EU VP meets Brazil's Bolsonaro, welcomes pledge to end deforestation

EU's foreign policy chief Borrell meets Venezuelan people in Brasilia

By Anthony Boadle

BRASILIA (Reuters) - Brazilian President Jair Bolsonaro's government has shown new commitment to ending illegal deforestation in the Amazon and is aware it is a hurdle to improved ties with Europe, the Vice President of the European Union Josep Borrell said on Thursday.

Borrell met briefly with Bolsonaro on the first visit to Brazil by a senior EU representative in nine years. He also held talks with the ministers of environment and foreign affairs.

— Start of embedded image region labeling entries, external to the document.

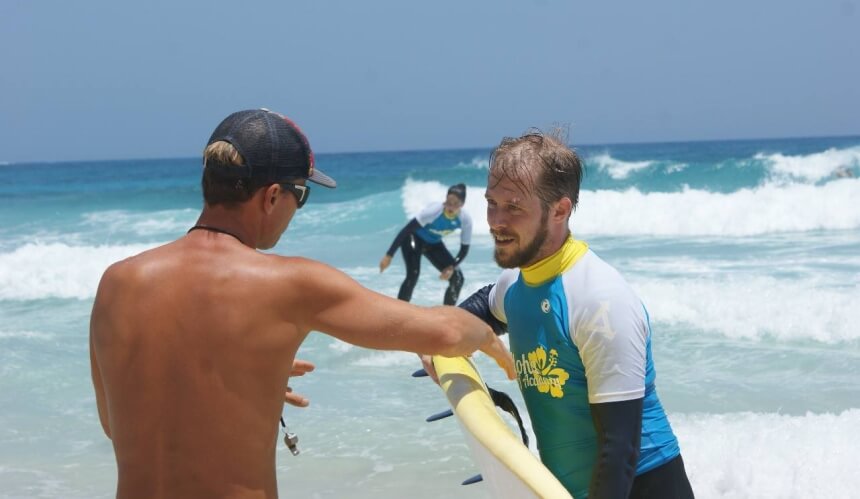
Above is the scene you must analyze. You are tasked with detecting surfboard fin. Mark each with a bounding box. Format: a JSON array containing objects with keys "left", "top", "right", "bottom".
[
  {"left": 425, "top": 409, "right": 454, "bottom": 423},
  {"left": 460, "top": 475, "right": 484, "bottom": 485}
]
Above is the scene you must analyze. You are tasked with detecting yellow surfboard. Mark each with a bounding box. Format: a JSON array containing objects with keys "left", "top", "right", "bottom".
[{"left": 433, "top": 355, "right": 572, "bottom": 499}]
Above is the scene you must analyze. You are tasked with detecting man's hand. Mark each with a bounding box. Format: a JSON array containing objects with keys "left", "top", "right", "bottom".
[
  {"left": 284, "top": 359, "right": 315, "bottom": 407},
  {"left": 379, "top": 255, "right": 391, "bottom": 274}
]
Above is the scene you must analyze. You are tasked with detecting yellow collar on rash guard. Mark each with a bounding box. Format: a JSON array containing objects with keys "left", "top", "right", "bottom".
[{"left": 520, "top": 235, "right": 588, "bottom": 286}]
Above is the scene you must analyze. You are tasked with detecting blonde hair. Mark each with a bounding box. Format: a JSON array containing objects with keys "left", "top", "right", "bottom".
[
  {"left": 201, "top": 140, "right": 263, "bottom": 206},
  {"left": 203, "top": 140, "right": 245, "bottom": 166}
]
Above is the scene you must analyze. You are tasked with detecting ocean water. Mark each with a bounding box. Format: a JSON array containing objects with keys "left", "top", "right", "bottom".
[{"left": 0, "top": 137, "right": 860, "bottom": 498}]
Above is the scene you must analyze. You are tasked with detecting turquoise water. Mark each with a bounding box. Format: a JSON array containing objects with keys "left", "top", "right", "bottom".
[{"left": 0, "top": 137, "right": 860, "bottom": 498}]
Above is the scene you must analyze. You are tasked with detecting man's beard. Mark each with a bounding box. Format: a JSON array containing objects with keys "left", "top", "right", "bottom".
[{"left": 493, "top": 211, "right": 549, "bottom": 269}]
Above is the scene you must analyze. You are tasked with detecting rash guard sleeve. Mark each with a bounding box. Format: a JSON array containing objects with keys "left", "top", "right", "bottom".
[
  {"left": 458, "top": 284, "right": 508, "bottom": 335},
  {"left": 385, "top": 218, "right": 421, "bottom": 256},
  {"left": 588, "top": 398, "right": 643, "bottom": 499}
]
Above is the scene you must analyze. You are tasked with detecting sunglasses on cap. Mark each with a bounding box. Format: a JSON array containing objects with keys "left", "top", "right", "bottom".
[{"left": 280, "top": 183, "right": 311, "bottom": 209}]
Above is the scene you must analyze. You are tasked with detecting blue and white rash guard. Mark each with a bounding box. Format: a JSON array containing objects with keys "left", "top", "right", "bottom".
[{"left": 489, "top": 237, "right": 680, "bottom": 497}]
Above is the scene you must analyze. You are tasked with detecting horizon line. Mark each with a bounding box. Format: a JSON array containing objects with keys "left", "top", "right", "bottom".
[{"left": 0, "top": 133, "right": 860, "bottom": 166}]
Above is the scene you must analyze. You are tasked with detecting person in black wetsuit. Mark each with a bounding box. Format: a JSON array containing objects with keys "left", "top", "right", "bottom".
[{"left": 379, "top": 184, "right": 472, "bottom": 305}]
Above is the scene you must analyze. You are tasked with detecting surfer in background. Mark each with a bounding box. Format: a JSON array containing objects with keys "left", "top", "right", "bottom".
[
  {"left": 90, "top": 110, "right": 514, "bottom": 498},
  {"left": 379, "top": 184, "right": 472, "bottom": 305},
  {"left": 440, "top": 132, "right": 693, "bottom": 499}
]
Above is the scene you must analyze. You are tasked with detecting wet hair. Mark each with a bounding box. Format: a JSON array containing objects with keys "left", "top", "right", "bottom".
[
  {"left": 489, "top": 128, "right": 583, "bottom": 210},
  {"left": 201, "top": 141, "right": 271, "bottom": 206},
  {"left": 448, "top": 184, "right": 466, "bottom": 203}
]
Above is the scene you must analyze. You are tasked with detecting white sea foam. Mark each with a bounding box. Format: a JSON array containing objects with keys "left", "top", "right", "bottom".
[
  {"left": 628, "top": 274, "right": 860, "bottom": 343},
  {"left": 0, "top": 331, "right": 56, "bottom": 341},
  {"left": 0, "top": 243, "right": 152, "bottom": 300},
  {"left": 586, "top": 152, "right": 654, "bottom": 180},
  {"left": 755, "top": 146, "right": 860, "bottom": 182},
  {"left": 401, "top": 178, "right": 860, "bottom": 237},
  {"left": 354, "top": 350, "right": 419, "bottom": 367},
  {"left": 457, "top": 156, "right": 490, "bottom": 170},
  {"left": 669, "top": 409, "right": 860, "bottom": 499}
]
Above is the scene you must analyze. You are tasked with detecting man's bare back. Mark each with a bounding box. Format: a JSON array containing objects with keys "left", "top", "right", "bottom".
[{"left": 90, "top": 110, "right": 513, "bottom": 498}]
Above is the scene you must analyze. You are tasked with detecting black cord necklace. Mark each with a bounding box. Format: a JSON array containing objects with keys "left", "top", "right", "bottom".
[{"left": 188, "top": 224, "right": 245, "bottom": 244}]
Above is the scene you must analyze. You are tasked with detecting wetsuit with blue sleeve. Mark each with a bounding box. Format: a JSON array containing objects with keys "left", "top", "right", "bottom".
[
  {"left": 386, "top": 203, "right": 472, "bottom": 305},
  {"left": 460, "top": 237, "right": 693, "bottom": 499}
]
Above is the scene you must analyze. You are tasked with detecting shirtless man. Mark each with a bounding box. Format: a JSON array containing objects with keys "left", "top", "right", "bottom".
[{"left": 90, "top": 110, "right": 514, "bottom": 498}]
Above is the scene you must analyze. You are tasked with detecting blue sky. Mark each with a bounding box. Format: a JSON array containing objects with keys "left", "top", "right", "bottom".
[{"left": 0, "top": 0, "right": 860, "bottom": 162}]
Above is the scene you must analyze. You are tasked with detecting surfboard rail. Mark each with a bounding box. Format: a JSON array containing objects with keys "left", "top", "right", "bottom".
[{"left": 433, "top": 355, "right": 573, "bottom": 499}]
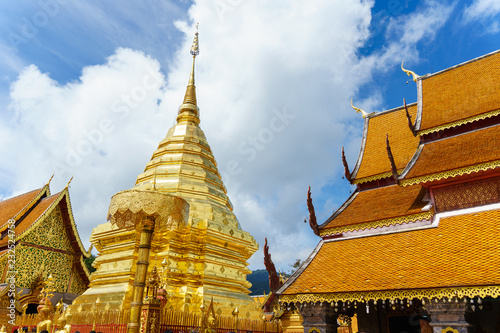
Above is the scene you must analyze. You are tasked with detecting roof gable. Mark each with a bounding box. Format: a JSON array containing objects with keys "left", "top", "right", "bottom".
[
  {"left": 353, "top": 103, "right": 419, "bottom": 183},
  {"left": 417, "top": 51, "right": 500, "bottom": 133},
  {"left": 0, "top": 185, "right": 50, "bottom": 227},
  {"left": 401, "top": 125, "right": 500, "bottom": 185}
]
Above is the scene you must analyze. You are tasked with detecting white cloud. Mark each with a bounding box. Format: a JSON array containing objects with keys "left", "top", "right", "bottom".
[
  {"left": 463, "top": 0, "right": 500, "bottom": 35},
  {"left": 0, "top": 0, "right": 456, "bottom": 270},
  {"left": 464, "top": 0, "right": 500, "bottom": 20},
  {"left": 0, "top": 49, "right": 168, "bottom": 242}
]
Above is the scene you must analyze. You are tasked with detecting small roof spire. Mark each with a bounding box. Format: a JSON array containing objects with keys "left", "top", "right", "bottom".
[
  {"left": 177, "top": 24, "right": 200, "bottom": 125},
  {"left": 351, "top": 98, "right": 368, "bottom": 119},
  {"left": 401, "top": 61, "right": 419, "bottom": 83}
]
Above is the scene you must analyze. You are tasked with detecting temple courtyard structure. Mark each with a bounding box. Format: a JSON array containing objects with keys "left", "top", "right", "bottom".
[
  {"left": 277, "top": 51, "right": 500, "bottom": 333},
  {"left": 0, "top": 28, "right": 500, "bottom": 333}
]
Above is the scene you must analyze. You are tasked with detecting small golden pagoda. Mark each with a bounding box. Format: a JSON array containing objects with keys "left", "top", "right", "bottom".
[{"left": 73, "top": 28, "right": 260, "bottom": 318}]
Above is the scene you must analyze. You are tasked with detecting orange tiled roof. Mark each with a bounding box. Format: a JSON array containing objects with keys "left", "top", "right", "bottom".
[
  {"left": 283, "top": 210, "right": 500, "bottom": 295},
  {"left": 321, "top": 185, "right": 427, "bottom": 230},
  {"left": 0, "top": 188, "right": 45, "bottom": 226},
  {"left": 405, "top": 126, "right": 500, "bottom": 179},
  {"left": 356, "top": 104, "right": 419, "bottom": 180},
  {"left": 0, "top": 193, "right": 61, "bottom": 247},
  {"left": 420, "top": 52, "right": 500, "bottom": 130}
]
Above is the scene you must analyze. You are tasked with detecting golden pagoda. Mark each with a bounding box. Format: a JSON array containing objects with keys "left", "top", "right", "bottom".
[{"left": 73, "top": 28, "right": 260, "bottom": 318}]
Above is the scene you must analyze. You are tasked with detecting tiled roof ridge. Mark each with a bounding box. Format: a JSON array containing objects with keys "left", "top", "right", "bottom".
[
  {"left": 0, "top": 184, "right": 50, "bottom": 232},
  {"left": 16, "top": 191, "right": 63, "bottom": 243},
  {"left": 418, "top": 109, "right": 500, "bottom": 136},
  {"left": 63, "top": 187, "right": 92, "bottom": 256},
  {"left": 351, "top": 102, "right": 418, "bottom": 184},
  {"left": 16, "top": 187, "right": 90, "bottom": 258},
  {"left": 276, "top": 240, "right": 324, "bottom": 296},
  {"left": 398, "top": 124, "right": 500, "bottom": 186},
  {"left": 320, "top": 211, "right": 434, "bottom": 237},
  {"left": 319, "top": 190, "right": 359, "bottom": 229},
  {"left": 418, "top": 49, "right": 500, "bottom": 80},
  {"left": 367, "top": 102, "right": 417, "bottom": 119}
]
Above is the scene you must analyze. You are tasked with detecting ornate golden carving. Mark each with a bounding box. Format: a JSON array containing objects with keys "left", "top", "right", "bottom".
[
  {"left": 108, "top": 190, "right": 189, "bottom": 232},
  {"left": 418, "top": 109, "right": 500, "bottom": 135},
  {"left": 351, "top": 98, "right": 368, "bottom": 119},
  {"left": 320, "top": 211, "right": 433, "bottom": 237},
  {"left": 441, "top": 326, "right": 458, "bottom": 333},
  {"left": 399, "top": 161, "right": 500, "bottom": 186},
  {"left": 280, "top": 286, "right": 500, "bottom": 303},
  {"left": 401, "top": 61, "right": 419, "bottom": 82},
  {"left": 352, "top": 169, "right": 394, "bottom": 184}
]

"The will is there, because the ministers know that it will be good for Brazil to put an end to illegal exploitation of the Amazon rainforest," he told Reuters by telephone.

At the U.N. climate talks in Glasgow this week, Brazil joined more than 100 countries that committed to ending deforestation by 2030. Brazil is home to 60% of the Amazon rainforest, the world's largest, but its destruction has soared since Bolsonaro took office in 2019.

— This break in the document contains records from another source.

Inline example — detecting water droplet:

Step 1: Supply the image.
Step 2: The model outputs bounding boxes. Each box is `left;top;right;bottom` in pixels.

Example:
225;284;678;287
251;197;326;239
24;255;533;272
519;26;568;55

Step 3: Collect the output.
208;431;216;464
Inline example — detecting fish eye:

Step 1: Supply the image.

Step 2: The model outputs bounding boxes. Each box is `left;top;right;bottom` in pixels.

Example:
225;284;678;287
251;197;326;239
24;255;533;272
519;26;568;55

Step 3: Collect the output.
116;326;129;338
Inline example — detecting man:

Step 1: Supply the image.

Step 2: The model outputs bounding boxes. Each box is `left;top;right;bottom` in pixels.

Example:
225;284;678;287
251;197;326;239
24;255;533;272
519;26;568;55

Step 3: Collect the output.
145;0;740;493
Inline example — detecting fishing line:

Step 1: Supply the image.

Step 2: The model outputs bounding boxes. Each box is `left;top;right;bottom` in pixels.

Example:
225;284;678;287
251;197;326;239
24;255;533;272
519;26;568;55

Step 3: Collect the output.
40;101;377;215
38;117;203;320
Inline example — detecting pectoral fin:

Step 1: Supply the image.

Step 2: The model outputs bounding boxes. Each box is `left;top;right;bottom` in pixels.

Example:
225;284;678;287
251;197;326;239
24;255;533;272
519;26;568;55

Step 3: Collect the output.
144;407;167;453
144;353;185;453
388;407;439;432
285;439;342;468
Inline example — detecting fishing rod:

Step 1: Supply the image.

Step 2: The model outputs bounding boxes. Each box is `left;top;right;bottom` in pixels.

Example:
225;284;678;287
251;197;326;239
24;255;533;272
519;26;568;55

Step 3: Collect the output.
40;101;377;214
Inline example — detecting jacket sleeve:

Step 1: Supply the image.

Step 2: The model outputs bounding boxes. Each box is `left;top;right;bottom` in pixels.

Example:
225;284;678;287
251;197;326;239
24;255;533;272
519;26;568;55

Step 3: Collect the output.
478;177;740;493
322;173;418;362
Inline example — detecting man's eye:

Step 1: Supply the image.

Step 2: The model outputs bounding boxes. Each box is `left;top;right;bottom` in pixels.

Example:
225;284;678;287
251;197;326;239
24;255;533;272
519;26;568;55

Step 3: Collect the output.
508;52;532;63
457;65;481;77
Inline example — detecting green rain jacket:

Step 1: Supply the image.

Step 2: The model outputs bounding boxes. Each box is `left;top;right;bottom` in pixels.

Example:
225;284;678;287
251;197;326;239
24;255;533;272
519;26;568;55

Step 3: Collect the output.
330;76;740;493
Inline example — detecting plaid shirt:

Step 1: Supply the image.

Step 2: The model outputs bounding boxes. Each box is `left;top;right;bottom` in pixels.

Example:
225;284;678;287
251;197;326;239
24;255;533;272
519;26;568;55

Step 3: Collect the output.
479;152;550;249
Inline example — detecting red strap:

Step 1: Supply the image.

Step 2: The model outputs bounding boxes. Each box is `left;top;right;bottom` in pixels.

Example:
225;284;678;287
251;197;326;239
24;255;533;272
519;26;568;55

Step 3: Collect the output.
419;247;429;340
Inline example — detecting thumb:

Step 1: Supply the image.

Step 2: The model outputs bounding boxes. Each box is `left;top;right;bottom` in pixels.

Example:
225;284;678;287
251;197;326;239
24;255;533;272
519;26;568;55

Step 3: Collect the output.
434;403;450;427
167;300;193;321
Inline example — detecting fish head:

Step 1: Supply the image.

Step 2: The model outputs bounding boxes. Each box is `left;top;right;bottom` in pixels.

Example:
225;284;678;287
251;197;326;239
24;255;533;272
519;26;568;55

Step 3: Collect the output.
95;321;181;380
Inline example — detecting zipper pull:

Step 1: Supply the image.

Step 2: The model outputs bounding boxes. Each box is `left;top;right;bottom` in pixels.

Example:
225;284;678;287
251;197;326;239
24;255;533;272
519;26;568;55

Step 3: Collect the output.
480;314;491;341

Borrell said Brazil's commitment to the global pledge to cut methane gas emissions, which Brazilian agriculture generates in large quantities, was another step in the right direction.

"We need Brazil in the global effort to fight climate change. The world needs Brazil," he said.

The European Union is the main destination for timber illegally cut down in the Amazon, which is often shipped with false documents for the origin of the wood.

Borrell said the EU is prepared to tighten verification of papers for wood imported from Brazil to crack down on an illegal trade worth billions of dollars a year.

"We have to do our part to combat this," he said.

Without enhanced credibility on the environmental front, and on rainforest deforestation in particular, member states will not approve an EU trade accord with South America's Mercosur trade bloc, which has been two decades in the making, he said.

"Clearly there is serious resistance to approving the agreement in some countries that consider its environmental protections insufficient," he said.

A document that would be annexed to the accord containing environmental pledges has still not been drawn up. "We are on it. It is harder than it looks," Borrell said.

European diplomats said they have not given up on the Mercosur deal, but it was unlikely that the executive European Commission would bring it to the European Council any time soon.

"Brazil is doing a lot better, but needs to do more to improve its image," said a diplomat with knowledge of the matter.